F: Beeinflusst Factiv das Schlafverhalten oder verursacht es Schlaflosigkeit?

A: Schlafstörungen (Insomnie) sind in der offiziellen Produktkennzeichnung als unerwünschte Reaktion aufgeführt. Das Arzneimittel kann auch Auswirkungen auf das Zentralnervensystem (ZNS) haben, die den Schlaf potenziell beeinträchtigen könnten.

Wie sollte Factiv gelagert und entsorgt werden?

Aufbewahrung und Entsorgung von Factiv (Gemifloxacin)

Diese Anforderungen an die Aufbewahrung und Entsorgung basieren strikt auf den offiziellen behördlichen Vorgaben, um die Stabilität des Arzneimittels zu gewährleisten und die Sicherheit zu sichern.

Aufbewahrungsanforderungen

Factiv-Tabletten müssen in einer kontrollierten Temperaturumgebung gelagert werden, und zwar spezifisch unter 30 °C (86 °F). Das Produkt darf nach dem aufgedruckten Verfallsdatum nicht mehr verwendet werden. Zur Sicherheit muss das Medikament gesichert und außerhalb der Reichweite von Kindern aufbewahrt werden.

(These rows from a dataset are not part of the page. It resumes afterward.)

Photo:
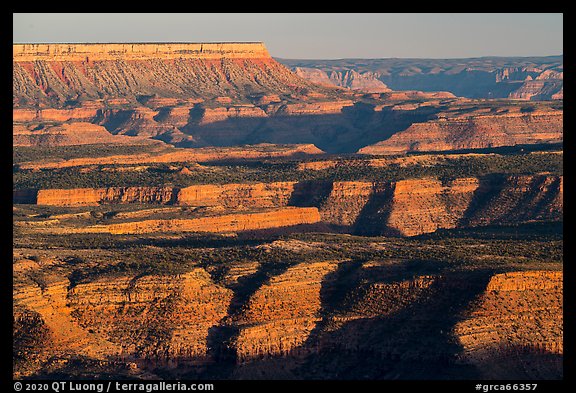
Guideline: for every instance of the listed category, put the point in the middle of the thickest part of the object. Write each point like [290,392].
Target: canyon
[526,78]
[205,211]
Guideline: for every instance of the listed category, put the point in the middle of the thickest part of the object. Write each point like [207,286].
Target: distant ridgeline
[54,75]
[524,78]
[138,51]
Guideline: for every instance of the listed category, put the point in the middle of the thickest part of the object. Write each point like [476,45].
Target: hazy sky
[318,36]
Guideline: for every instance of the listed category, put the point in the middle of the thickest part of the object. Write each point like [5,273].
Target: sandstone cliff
[404,208]
[367,82]
[54,73]
[499,336]
[474,132]
[235,222]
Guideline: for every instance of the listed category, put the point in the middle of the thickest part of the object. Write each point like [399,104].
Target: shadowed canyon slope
[406,207]
[526,78]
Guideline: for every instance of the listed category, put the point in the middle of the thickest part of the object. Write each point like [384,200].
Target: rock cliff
[498,333]
[53,74]
[402,208]
[474,132]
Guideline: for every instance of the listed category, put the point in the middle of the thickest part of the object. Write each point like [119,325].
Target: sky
[314,36]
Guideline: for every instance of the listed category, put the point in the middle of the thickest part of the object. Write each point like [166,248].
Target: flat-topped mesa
[138,51]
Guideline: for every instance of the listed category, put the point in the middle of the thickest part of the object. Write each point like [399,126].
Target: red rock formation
[281,314]
[277,218]
[77,133]
[350,79]
[422,206]
[518,316]
[53,73]
[95,196]
[262,150]
[474,132]
[156,317]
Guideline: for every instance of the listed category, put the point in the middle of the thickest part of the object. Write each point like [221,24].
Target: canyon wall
[234,222]
[527,78]
[498,335]
[474,132]
[136,51]
[305,315]
[367,82]
[401,208]
[55,75]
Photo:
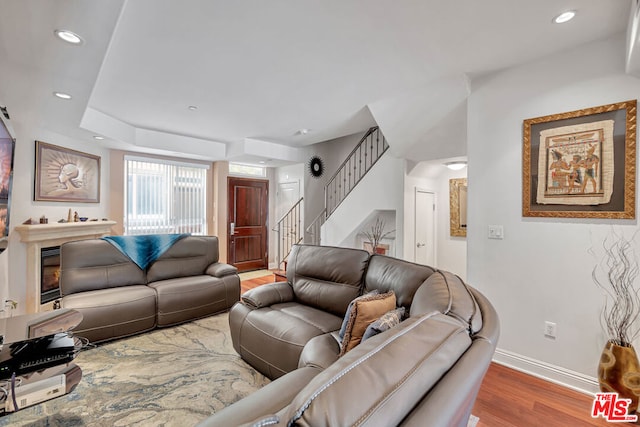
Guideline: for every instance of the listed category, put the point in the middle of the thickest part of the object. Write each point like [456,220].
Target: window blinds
[164,197]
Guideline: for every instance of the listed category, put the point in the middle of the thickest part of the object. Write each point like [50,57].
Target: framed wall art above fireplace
[581,164]
[65,175]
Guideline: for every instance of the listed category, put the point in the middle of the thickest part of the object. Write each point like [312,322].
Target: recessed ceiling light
[457,165]
[62,95]
[68,36]
[564,17]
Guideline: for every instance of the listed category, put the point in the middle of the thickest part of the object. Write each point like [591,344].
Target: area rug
[174,376]
[255,274]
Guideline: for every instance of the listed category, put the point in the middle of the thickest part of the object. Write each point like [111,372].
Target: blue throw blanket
[146,248]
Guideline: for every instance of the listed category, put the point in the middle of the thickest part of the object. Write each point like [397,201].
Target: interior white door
[425,228]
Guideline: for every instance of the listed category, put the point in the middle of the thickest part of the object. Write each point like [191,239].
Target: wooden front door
[247,223]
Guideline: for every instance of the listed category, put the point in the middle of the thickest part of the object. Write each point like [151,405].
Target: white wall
[24,207]
[380,189]
[541,270]
[433,176]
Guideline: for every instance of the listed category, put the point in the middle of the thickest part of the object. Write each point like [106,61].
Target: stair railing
[370,148]
[288,232]
[313,230]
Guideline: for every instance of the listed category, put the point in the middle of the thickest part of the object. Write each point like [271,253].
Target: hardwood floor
[510,398]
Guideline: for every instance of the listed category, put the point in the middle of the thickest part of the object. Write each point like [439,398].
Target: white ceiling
[259,71]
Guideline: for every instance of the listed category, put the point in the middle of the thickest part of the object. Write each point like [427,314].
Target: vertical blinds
[164,197]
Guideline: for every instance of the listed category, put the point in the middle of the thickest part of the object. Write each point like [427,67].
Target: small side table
[36,354]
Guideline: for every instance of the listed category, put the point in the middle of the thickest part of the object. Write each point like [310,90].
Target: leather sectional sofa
[424,371]
[117,298]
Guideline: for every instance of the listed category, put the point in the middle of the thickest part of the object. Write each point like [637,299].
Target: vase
[619,372]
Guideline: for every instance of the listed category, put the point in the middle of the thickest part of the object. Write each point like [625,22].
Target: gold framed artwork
[581,164]
[458,207]
[65,175]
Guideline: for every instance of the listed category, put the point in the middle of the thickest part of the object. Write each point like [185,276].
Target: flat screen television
[7,149]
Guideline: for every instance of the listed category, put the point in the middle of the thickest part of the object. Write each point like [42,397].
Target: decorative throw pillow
[363,312]
[386,322]
[347,315]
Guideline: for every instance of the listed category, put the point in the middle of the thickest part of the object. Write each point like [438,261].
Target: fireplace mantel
[38,236]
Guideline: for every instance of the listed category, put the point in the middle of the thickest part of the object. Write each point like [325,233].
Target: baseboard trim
[555,374]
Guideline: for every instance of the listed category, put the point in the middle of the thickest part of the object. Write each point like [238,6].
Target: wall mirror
[458,207]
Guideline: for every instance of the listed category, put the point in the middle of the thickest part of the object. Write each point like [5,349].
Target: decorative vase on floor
[619,372]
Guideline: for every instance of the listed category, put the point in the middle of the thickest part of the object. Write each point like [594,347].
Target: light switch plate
[496,232]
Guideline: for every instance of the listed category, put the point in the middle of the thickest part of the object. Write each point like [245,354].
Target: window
[164,197]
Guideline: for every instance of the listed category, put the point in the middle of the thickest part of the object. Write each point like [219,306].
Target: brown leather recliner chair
[426,371]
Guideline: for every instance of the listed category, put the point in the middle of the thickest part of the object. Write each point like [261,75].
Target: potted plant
[616,274]
[374,235]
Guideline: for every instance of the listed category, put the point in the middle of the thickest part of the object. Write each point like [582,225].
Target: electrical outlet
[549,329]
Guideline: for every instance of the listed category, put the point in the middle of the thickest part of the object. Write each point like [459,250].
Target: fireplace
[43,236]
[49,274]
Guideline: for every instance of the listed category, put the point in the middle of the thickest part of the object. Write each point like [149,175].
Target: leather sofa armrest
[266,295]
[220,269]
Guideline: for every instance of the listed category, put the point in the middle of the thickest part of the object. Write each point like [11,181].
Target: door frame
[230,253]
[435,222]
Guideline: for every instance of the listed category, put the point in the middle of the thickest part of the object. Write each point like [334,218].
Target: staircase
[368,151]
[288,232]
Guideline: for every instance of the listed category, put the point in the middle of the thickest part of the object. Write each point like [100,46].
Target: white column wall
[542,269]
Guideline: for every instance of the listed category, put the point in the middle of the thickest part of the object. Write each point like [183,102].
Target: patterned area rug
[168,377]
[255,274]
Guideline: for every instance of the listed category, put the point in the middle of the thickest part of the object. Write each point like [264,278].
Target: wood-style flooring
[510,398]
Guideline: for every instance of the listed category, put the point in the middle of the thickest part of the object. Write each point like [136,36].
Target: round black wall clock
[316,167]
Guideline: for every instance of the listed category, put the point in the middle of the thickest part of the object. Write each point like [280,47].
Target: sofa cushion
[272,338]
[113,312]
[385,322]
[390,274]
[360,389]
[188,298]
[364,311]
[189,256]
[447,293]
[94,264]
[347,315]
[325,277]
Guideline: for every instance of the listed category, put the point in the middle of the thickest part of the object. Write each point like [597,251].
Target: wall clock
[316,167]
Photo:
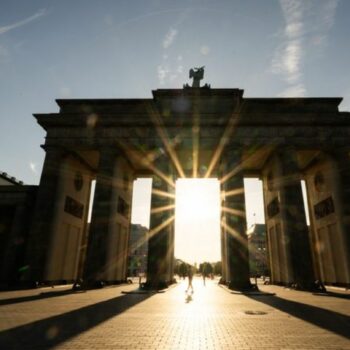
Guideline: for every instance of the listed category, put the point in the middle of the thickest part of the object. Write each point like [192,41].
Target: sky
[126,49]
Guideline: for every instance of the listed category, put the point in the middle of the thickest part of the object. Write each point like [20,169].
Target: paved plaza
[210,318]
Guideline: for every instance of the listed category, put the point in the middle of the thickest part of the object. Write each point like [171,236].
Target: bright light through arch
[197,220]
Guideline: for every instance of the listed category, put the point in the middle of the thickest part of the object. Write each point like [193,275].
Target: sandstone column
[236,236]
[45,209]
[294,221]
[161,238]
[343,163]
[101,221]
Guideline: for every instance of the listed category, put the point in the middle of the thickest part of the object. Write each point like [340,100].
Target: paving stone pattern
[210,318]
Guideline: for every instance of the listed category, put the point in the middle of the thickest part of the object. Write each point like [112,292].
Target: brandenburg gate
[193,132]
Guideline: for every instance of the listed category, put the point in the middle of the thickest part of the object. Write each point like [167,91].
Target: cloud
[40,13]
[303,20]
[205,50]
[169,38]
[288,57]
[163,72]
[4,54]
[33,167]
[294,91]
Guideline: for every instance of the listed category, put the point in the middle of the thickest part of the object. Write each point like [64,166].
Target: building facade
[192,132]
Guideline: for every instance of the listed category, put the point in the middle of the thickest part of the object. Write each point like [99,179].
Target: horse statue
[197,74]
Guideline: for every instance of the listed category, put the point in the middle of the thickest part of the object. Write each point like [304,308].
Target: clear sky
[119,49]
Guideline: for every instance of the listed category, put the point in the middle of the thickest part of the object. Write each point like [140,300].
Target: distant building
[258,258]
[6,180]
[138,250]
[16,208]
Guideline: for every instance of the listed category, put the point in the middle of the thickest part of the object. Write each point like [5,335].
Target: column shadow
[329,320]
[50,332]
[39,296]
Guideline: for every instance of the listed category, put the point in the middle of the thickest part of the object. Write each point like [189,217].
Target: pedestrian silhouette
[190,278]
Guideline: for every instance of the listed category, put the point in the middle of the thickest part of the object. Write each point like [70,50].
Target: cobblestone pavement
[210,318]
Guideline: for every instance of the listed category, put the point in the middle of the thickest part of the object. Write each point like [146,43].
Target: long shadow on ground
[43,295]
[52,331]
[328,320]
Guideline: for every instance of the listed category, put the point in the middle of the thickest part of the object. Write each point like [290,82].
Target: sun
[196,198]
[197,220]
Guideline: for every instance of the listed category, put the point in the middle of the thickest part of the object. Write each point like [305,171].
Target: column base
[156,285]
[242,286]
[314,286]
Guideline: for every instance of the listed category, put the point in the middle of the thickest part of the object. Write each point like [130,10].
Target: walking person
[190,278]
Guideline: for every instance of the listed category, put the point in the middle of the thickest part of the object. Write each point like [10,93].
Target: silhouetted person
[190,278]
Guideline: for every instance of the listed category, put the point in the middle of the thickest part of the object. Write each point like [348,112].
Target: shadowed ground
[210,318]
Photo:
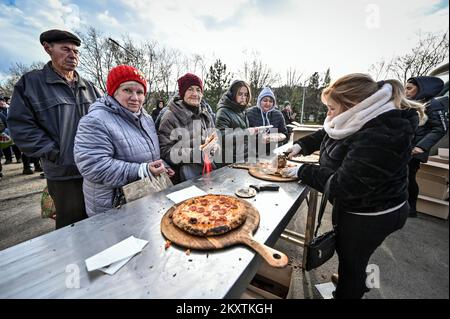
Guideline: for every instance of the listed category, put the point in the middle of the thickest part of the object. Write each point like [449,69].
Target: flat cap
[59,35]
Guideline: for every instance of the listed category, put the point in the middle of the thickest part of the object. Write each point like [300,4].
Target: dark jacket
[370,166]
[231,115]
[275,117]
[43,119]
[3,117]
[181,116]
[436,126]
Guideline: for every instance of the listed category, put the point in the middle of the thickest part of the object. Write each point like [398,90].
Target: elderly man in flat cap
[46,107]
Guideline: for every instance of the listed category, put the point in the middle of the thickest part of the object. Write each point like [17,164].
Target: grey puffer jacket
[180,116]
[110,144]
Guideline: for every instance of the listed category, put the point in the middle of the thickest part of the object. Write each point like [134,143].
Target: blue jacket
[43,119]
[257,117]
[110,144]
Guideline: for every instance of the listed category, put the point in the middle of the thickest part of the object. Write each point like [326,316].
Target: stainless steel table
[45,267]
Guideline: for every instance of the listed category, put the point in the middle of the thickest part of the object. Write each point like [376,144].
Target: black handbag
[321,248]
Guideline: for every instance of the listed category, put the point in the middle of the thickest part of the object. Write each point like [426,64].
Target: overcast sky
[347,36]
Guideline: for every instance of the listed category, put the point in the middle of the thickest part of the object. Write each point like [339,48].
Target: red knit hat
[124,73]
[188,80]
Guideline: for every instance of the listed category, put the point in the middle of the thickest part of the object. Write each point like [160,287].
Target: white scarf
[351,121]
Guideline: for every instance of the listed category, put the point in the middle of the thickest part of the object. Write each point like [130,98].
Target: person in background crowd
[189,112]
[423,89]
[8,151]
[157,109]
[116,142]
[288,115]
[46,107]
[365,147]
[231,114]
[264,114]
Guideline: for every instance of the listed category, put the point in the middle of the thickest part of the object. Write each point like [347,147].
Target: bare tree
[430,51]
[258,75]
[293,78]
[15,72]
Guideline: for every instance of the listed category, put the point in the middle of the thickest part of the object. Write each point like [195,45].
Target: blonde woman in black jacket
[365,146]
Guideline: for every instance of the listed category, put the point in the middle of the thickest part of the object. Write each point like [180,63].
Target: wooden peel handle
[273,257]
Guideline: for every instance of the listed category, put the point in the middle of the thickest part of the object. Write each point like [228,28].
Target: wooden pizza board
[259,173]
[241,235]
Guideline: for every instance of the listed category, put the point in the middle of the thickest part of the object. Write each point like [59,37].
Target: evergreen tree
[217,82]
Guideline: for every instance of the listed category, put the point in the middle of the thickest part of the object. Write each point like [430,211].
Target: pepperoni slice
[204,202]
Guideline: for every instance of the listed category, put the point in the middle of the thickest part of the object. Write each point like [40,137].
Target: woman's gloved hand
[156,167]
[293,151]
[290,171]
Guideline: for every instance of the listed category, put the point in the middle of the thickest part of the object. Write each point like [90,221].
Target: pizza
[209,215]
[281,161]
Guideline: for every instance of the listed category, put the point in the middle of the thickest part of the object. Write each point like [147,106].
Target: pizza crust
[209,215]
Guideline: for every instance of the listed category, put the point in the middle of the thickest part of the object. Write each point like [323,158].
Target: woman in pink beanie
[116,142]
[185,126]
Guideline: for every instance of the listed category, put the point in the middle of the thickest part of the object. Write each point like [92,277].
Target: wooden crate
[432,206]
[269,283]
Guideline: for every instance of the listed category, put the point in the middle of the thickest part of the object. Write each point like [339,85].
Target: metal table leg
[310,222]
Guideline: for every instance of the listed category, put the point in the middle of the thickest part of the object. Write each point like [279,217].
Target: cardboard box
[435,168]
[432,185]
[432,206]
[438,159]
[269,283]
[443,152]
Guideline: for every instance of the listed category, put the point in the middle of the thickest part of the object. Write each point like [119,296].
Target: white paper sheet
[113,258]
[326,290]
[185,193]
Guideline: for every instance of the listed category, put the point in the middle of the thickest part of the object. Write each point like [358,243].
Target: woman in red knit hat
[184,127]
[116,142]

Klassifizierung Anforderung
Temperatur Lagerung unter 30 °C (86 °F)
Sicherheit Außerhalb der Reichweite von Kindern aufbewahren

Entsorgungshinweise

Die offizielle Vorgehensweise zur Entsorgung nicht verwendeter oder abgelaufener Factiv-Tabletten besteht darin, Ihren Arzt oder Apotheker zu fragen, wie Sie das Arzneimittel entsorgen sollen. Dies gewährleistet die ordnungsgemäße Handhabung und die Einhaltung der örtlichen Vorschriften.

Aufmerksamkeit! Wenden Sie sich immer an einen Arzt oder Apotheker, bevor Sie Pillen oder Medikamente verwenden.